George Ladd

George Ladd

1 Sermons
George Eldon Ladd (July 31, 1911 – October 5, 1982) was an American preacher, Baptist minister, and scholar whose ministry bridged pastoral work and academic theology, shaping evangelical thought on the Kingdom of God across four decades. Born in Alberta, Canada, to George Trumbull Ladd, a laborer who died when George was five, and Ethel May Ladd, he moved with his mother to New England, growing up in poverty. Converted in 1929 at 18 after hearing a Gordon College graduate preach in a Methodist church, he studied at Gordon College (B.Th., 1933) and Gordon Divinity School (B.D., 1942), later earning a Ph.D. in Biblical and Patristic Greek from Harvard in 1949 under Henry J. Cadbury.
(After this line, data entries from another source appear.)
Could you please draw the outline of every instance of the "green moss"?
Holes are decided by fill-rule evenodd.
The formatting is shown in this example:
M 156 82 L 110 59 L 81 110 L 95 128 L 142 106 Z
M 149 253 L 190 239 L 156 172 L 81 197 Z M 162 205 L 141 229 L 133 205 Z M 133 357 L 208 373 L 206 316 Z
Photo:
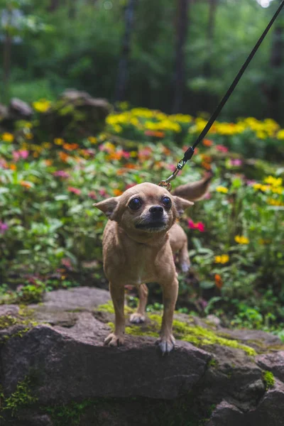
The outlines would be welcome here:
M 100 305 L 95 310 L 108 312 L 109 314 L 114 314 L 114 307 L 111 300 L 109 300 L 109 302 L 104 305 Z M 134 312 L 134 310 L 129 307 L 129 306 L 124 306 L 124 312 L 126 314 L 132 314 L 132 312 Z
M 215 359 L 214 358 L 212 358 L 212 359 L 210 359 L 210 361 L 208 363 L 208 366 L 209 367 L 217 367 L 218 366 L 218 361 L 217 359 Z
M 84 410 L 91 404 L 91 400 L 81 403 L 71 401 L 62 405 L 47 407 L 44 410 L 50 415 L 55 426 L 77 426 Z
M 18 382 L 15 392 L 11 396 L 4 398 L 2 392 L 1 397 L 4 399 L 1 409 L 9 410 L 12 417 L 14 417 L 20 409 L 31 405 L 38 400 L 38 398 L 32 395 L 31 379 L 28 377 Z
M 24 326 L 24 328 L 21 328 L 21 329 L 18 330 L 15 332 L 9 332 L 6 334 L 2 334 L 0 338 L 0 343 L 4 344 L 9 339 L 12 339 L 13 337 L 23 337 L 23 334 L 28 332 L 33 327 L 36 327 L 38 324 L 36 321 L 31 320 L 27 317 L 28 317 L 31 314 L 31 310 L 28 310 L 29 312 L 23 312 L 21 309 L 19 310 L 19 312 L 21 312 L 21 316 L 26 317 L 25 319 L 19 318 L 18 317 L 12 317 L 11 315 L 2 315 L 0 317 L 0 329 L 8 329 L 10 327 L 13 327 L 15 325 L 21 325 Z M 23 315 L 23 314 L 25 314 Z
M 17 318 L 11 315 L 2 315 L 0 317 L 0 329 L 9 328 L 17 324 Z
M 133 312 L 133 310 L 131 308 L 126 307 L 126 312 Z M 109 302 L 106 305 L 101 305 L 97 309 L 109 313 L 114 313 L 114 312 L 111 302 Z M 158 337 L 158 333 L 162 324 L 162 316 L 158 314 L 148 314 L 148 318 L 150 320 L 150 324 L 146 323 L 142 326 L 131 324 L 126 327 L 126 334 L 133 336 Z M 113 323 L 109 323 L 109 325 L 113 328 Z M 221 346 L 241 349 L 251 356 L 256 355 L 256 351 L 253 348 L 242 344 L 237 340 L 230 339 L 229 335 L 228 335 L 228 337 L 225 337 L 224 334 L 220 336 L 217 332 L 205 329 L 199 325 L 190 325 L 187 322 L 174 320 L 173 328 L 175 337 L 180 340 L 189 342 L 195 346 L 219 344 Z
M 275 384 L 275 378 L 271 371 L 264 371 L 262 372 L 262 378 L 266 385 L 266 389 L 268 390 L 270 388 L 273 388 Z

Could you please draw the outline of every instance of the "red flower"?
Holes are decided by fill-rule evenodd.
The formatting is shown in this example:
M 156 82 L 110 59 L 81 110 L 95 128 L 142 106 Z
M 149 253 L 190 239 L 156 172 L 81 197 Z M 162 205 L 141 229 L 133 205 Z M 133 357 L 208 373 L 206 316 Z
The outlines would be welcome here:
M 226 146 L 224 146 L 224 145 L 217 145 L 216 149 L 220 151 L 220 153 L 227 153 L 229 151 L 229 149 L 226 148 Z
M 88 196 L 90 198 L 92 198 L 93 200 L 97 200 L 97 195 L 94 191 L 91 191 L 90 192 L 89 192 Z
M 70 192 L 73 192 L 73 194 L 76 194 L 76 195 L 80 195 L 81 194 L 81 190 L 78 188 L 74 188 L 73 187 L 68 187 L 67 188 L 67 191 Z
M 205 226 L 204 224 L 202 224 L 202 222 L 197 222 L 197 224 L 195 224 L 195 222 L 193 221 L 190 219 L 187 222 L 187 224 L 188 224 L 188 227 L 191 229 L 198 229 L 198 231 L 200 231 L 200 232 L 205 231 Z

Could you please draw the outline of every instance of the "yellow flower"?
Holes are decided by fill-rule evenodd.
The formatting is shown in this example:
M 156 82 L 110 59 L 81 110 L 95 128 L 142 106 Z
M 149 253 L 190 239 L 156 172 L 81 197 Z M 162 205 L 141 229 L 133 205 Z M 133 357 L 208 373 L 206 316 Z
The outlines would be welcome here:
M 49 149 L 51 147 L 52 144 L 50 143 L 50 142 L 43 142 L 43 148 L 45 148 L 45 149 Z
M 28 133 L 26 133 L 25 134 L 25 136 L 26 137 L 27 139 L 32 139 L 33 138 L 33 133 L 31 133 L 30 131 L 28 131 Z
M 254 183 L 253 185 L 253 188 L 254 190 L 260 190 L 261 191 L 266 192 L 266 191 L 268 191 L 271 189 L 271 187 L 269 186 L 269 185 L 262 185 L 261 183 Z
M 236 235 L 235 241 L 239 244 L 248 244 L 249 239 L 243 235 Z
M 216 263 L 226 263 L 229 262 L 229 256 L 228 254 L 222 254 L 221 256 L 215 256 Z
M 13 135 L 9 133 L 4 133 L 2 134 L 2 141 L 4 142 L 13 142 Z
M 282 185 L 283 180 L 281 178 L 273 178 L 273 176 L 268 176 L 264 180 L 265 183 L 272 185 L 274 187 L 279 187 Z
M 63 145 L 63 143 L 65 143 L 64 139 L 62 139 L 61 138 L 55 138 L 55 139 L 53 139 L 53 142 L 55 143 L 55 145 Z
M 279 194 L 279 195 L 281 195 L 283 194 L 283 187 L 279 187 L 278 188 L 275 188 L 275 187 L 272 187 L 271 188 L 271 190 L 272 192 L 273 192 L 273 194 Z
M 284 139 L 284 130 L 280 130 L 276 135 L 276 138 L 280 141 Z
M 47 99 L 40 99 L 39 101 L 33 102 L 33 108 L 39 112 L 45 112 L 48 111 L 50 106 L 50 101 L 48 101 Z
M 223 192 L 223 194 L 226 194 L 229 191 L 228 188 L 226 188 L 226 187 L 222 187 L 222 186 L 218 186 L 216 188 L 216 190 L 217 192 Z
M 95 138 L 94 136 L 89 136 L 88 141 L 91 143 L 97 143 L 97 138 Z
M 274 198 L 268 198 L 267 203 L 271 206 L 282 207 L 284 206 L 284 202 L 278 200 L 274 200 Z

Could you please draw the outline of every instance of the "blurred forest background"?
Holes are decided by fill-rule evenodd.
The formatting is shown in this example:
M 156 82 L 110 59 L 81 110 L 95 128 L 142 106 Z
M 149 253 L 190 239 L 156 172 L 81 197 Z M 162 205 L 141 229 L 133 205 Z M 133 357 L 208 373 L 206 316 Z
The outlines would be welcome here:
M 0 101 L 67 87 L 168 113 L 212 112 L 280 0 L 0 0 Z M 284 124 L 284 16 L 222 119 Z

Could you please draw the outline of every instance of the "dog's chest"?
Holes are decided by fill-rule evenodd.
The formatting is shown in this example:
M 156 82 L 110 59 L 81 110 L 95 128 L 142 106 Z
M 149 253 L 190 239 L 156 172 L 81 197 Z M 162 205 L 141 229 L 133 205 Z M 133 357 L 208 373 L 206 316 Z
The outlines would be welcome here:
M 137 245 L 127 253 L 124 265 L 124 276 L 128 283 L 138 285 L 156 278 L 155 251 L 143 244 Z

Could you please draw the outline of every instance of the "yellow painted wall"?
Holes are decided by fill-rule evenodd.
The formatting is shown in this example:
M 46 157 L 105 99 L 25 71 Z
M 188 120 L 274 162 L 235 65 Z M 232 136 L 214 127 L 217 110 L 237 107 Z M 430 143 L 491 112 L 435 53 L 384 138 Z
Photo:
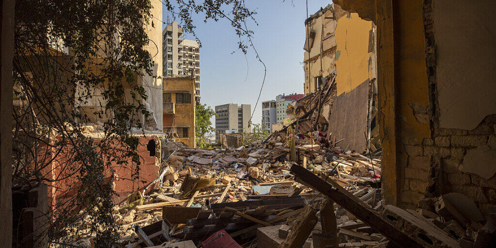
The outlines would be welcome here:
M 178 139 L 190 147 L 194 147 L 195 143 L 195 101 L 194 78 L 193 77 L 165 77 L 164 78 L 164 93 L 171 93 L 171 101 L 176 103 L 176 94 L 179 93 L 188 93 L 191 95 L 190 104 L 175 104 L 175 114 L 163 114 L 163 124 L 166 127 L 177 126 L 189 126 L 188 137 Z M 167 121 L 174 118 L 172 125 L 166 125 Z
M 369 78 L 369 31 L 372 22 L 358 14 L 345 15 L 336 27 L 336 85 L 337 95 L 349 92 Z

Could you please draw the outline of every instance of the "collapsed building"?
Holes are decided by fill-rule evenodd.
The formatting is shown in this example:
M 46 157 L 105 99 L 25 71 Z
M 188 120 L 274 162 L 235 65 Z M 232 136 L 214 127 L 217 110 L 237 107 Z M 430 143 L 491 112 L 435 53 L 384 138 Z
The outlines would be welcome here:
M 230 150 L 171 143 L 116 208 L 121 245 L 494 246 L 495 29 L 474 27 L 496 5 L 334 1 L 306 21 L 292 122 Z

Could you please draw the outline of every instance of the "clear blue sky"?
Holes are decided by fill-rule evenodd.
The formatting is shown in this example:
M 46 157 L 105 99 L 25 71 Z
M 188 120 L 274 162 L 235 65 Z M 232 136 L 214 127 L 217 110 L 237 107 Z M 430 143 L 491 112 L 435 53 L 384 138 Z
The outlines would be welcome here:
M 332 2 L 330 0 L 308 1 L 309 14 Z M 302 62 L 307 5 L 304 0 L 292 2 L 291 0 L 249 0 L 247 5 L 257 12 L 255 18 L 258 25 L 252 22 L 247 24 L 254 32 L 253 44 L 267 66 L 265 84 L 252 119 L 253 123 L 260 124 L 261 102 L 275 99 L 279 94 L 303 93 Z M 172 14 L 165 8 L 163 11 L 164 22 L 168 15 L 172 18 Z M 203 20 L 201 14 L 193 16 L 195 32 L 202 45 L 200 102 L 212 109 L 227 103 L 251 104 L 253 111 L 263 78 L 263 66 L 251 47 L 246 58 L 241 51 L 237 51 L 239 39 L 228 20 L 205 23 Z M 186 38 L 194 39 L 191 35 Z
Ladd’s preaching career began with ordination in the Northern Baptist Convention in 1933, pastoring churches in Gilford, New Hampshire (1934–1936), Montpelier, Vermont (1936–1942), and Dorchester, Massachusetts (1942–1945), while teaching Greek at Gordon College (1942–1945). Joining Fuller Theological Seminary in 1950, he preached and taught New Testament theology until 1980, influencing thousands with sermons on inaugurated eschatology—God’s Kingdom as “already but not yet”—preserved on SermonIndex.net. A critic of dispensationalism, he authored A Theology of the New Testament (1974) and The Gospel of the Kingdom (1959). Married to Winifred Grace Clippinger in 1936, with whom he had two children—David and Ruth—he died at age 71 in Pasadena, California, from cirrhosis following a 1980 stroke.